Piosenka o kobiecej przyjemności
„Heksy” Agnieszki Szpili to totalny manifest feministyczny. A skoro „totalny”, to przerysowany, karykaturalny, napisany w rozpędzie, dla którego siłą było wieloletnie wkurzenie na świat kierowany przez mężczyzn. Na rzeczywistość wojen, grabieżczej gospodarki wyniszczającej Planetę, wreszcie na służebne traktowanie kobiet. Właśnie od nich zaczyna się ta powieść – dużej grupy wprowadzonej przy dźwięku kościelnych dzwonów na średniowieczny rynek. Dwa tuziny zupełnie nagich kobiet powłóczących nogami, bo powyłamywano im palce u stóp. Krwawiących z dróg rodnych i z ponacinanych piersi. Ogolonych na łyso, z nieobecnym wzrokiem na twarzy. Za chwilę spłoną żywcem w przygotowanej stodole; tylko niektórym biskupi w purpurze kroczący na końcu „pochodu” udzielą łaski ścięcia przez kata. Z jedną z takich kobiet, które ośmieliły się wiedzieć i działać, panować nad swoim życiem, spotka się kilka wieków później, w 2025 roku, Anna Szajbel, prezeska polskiego, narodowego koncernu paliwowego. Stanie się to w wyniku zaburzenia dysocjacyjnego doznanego przez nią po odkryciu prawdy o mężu. W ten sposób Anna znajdzie się w XVII-wiecznym lesie, w którym schroniły się kobiety, porzuciwszy patriarchalno-religijny ład. Mathilde Spalt jest Ziemistą, czyli tą, która wyznaje wiarę w Matkę Ziemię. Niebawem upomni się o nie Kościół, który postanawia wyciąć las i przegonić Heksy, bo tak też o nich mówią.

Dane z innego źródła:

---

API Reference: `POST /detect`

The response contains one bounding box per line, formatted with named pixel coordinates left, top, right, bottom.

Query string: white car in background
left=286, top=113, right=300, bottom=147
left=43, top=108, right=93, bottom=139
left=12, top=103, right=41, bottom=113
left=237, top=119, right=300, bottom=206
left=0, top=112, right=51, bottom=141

Powieść Szpili nominowano do Literackiej Nagrody Nike niebezpodstawnie. Autorka skończyła kulturoznawstwo. Wie, o czym mówi, gdy chodzi o kobietę w kontekście kulturowym na przestrzeni wieków. „Heksy” są wybuchowym połączeniem erudycyjnych treści i bluźnierstw rezerwowanych dla tzw. męskiej literatury. Dla niektórych połączeniem nie do przyjęcia, dla innych – wyzwalającym. Poza tym że ta książka jest polem walki o ważne sprawy, jest też piosenką na cześć kobiecej przyjemności.